# Regarding the merging of threads



## Joe Blow (5 May 2005)

Sometimes people start a general discussion thread on a stock for which an active thread already exists. Generally, it's because they didn't search for one before starting their own.

Now, as I have said before, I am not opposed to multiple threads on a stock... but only if it serves to focus discussion on a particular aspect of that company. That is fine with me.

I am going to start being a bit more dilligent about merging threads because I think it makes Aussie Stock Forums, as a resource, more useful to people. Information is easier to find if it's all togther. Of course, I understand that there are limits to this and that threads can and do go off on tangents... or simply go stale and get out of date. I do appreciate the need to keep threads  relatively fresh. Nobody likes opening a thread to see it started three years ago.   

So please, before you start a new thread in ASX Stock Chat, be sure to use the search function to see if there is another active thread on the stock in question.

I won't be giving advance warning about a merging, but if you would prefer for your thread to be de-merged after the fact just send me a PM and explain your reasons. I'm pretty flexible about these sorts of things.

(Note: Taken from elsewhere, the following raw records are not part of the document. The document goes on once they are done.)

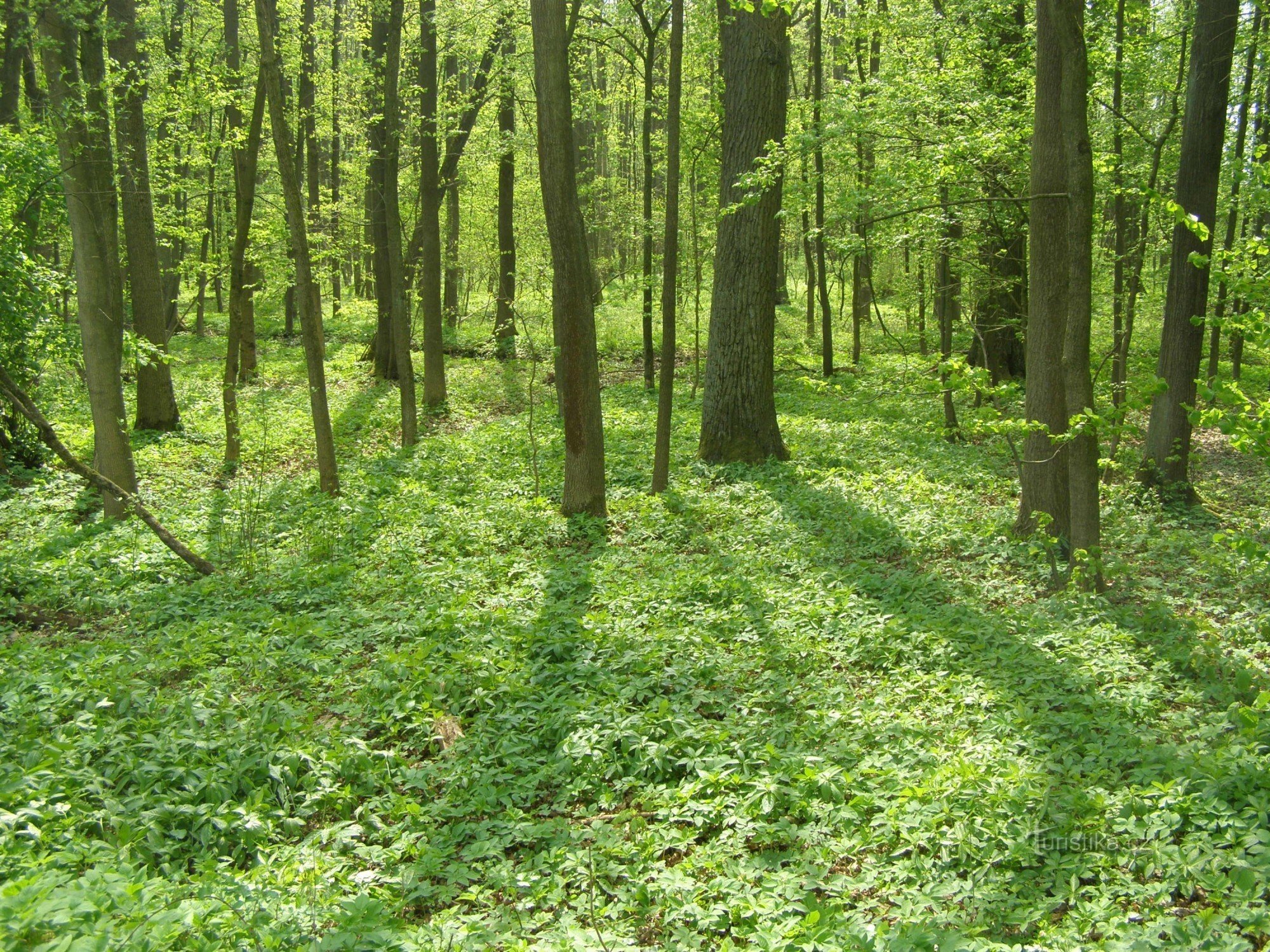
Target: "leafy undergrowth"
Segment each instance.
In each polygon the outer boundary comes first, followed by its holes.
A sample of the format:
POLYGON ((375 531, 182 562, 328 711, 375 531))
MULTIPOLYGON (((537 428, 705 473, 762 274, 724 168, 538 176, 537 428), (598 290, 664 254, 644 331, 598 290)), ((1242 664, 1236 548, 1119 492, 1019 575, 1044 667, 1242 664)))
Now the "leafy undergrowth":
POLYGON ((1110 486, 1109 594, 1054 594, 1005 444, 946 443, 917 358, 826 391, 786 354, 792 462, 759 467, 693 461, 686 369, 660 499, 615 359, 603 532, 554 510, 541 406, 533 495, 527 363, 453 360, 403 453, 347 311, 337 500, 298 344, 267 341, 231 479, 222 340, 179 339, 185 429, 138 470, 221 574, 58 471, 8 490, 0 944, 1266 943, 1270 576, 1214 542, 1267 541, 1264 468, 1201 440, 1194 513, 1110 486))

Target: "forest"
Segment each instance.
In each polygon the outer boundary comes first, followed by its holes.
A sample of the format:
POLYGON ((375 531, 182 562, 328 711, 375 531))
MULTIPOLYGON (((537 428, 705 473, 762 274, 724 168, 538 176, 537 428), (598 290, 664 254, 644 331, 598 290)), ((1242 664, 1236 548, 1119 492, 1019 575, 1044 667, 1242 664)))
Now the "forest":
POLYGON ((0 0, 0 948, 1270 947, 1260 0, 0 0))

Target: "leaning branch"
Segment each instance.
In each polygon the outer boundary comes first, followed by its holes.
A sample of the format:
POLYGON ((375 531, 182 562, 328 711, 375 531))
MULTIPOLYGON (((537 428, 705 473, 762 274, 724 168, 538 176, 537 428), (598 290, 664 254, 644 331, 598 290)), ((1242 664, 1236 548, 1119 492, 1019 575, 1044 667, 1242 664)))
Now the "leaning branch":
POLYGON ((39 430, 39 438, 44 440, 44 444, 57 453, 58 458, 66 467, 75 472, 77 476, 83 477, 86 482, 102 490, 103 493, 109 493, 112 496, 118 499, 126 506, 128 506, 146 526, 154 531, 168 548, 177 553, 187 565, 194 569, 194 571, 202 575, 211 575, 216 571, 216 567, 203 559, 201 555, 192 552, 185 543, 179 538, 173 536, 168 529, 164 528, 149 509, 146 509, 141 500, 137 499, 132 493, 128 493, 122 486, 119 486, 113 480, 107 479, 91 466, 80 462, 66 444, 57 438, 57 433, 53 430, 53 425, 44 419, 44 415, 39 413, 36 405, 30 401, 30 397, 13 382, 13 378, 5 372, 5 368, 0 366, 0 392, 3 392, 13 405, 18 407, 18 411, 30 420, 32 425, 39 430))

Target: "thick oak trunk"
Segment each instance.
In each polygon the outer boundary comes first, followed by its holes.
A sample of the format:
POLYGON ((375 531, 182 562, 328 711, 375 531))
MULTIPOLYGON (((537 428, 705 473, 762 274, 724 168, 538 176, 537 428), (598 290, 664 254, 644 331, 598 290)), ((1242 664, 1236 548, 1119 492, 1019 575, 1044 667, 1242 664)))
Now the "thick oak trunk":
POLYGON ((776 421, 773 347, 776 244, 781 188, 743 201, 738 179, 753 171, 770 142, 785 140, 789 15, 735 10, 719 0, 724 80, 715 279, 710 349, 701 402, 701 458, 758 462, 789 457, 776 421))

Your comments, either for or against this practice, are most welcome.


----------



## TjamesX (5 May 2005)

Well its a big   from me.

Eventhough I am from the more militant camp of 'one thread for one stock' with very few exceptions. I find it a great benefit to look at the history of a discussion often with a chart by the side so I can look a the post date and their comments relative to what actually happened with the price. History and comments relative to it, I find are invaluable

TJ


----------



## Investor (5 May 2005)

Wow, you do that much work???

For shares???


----------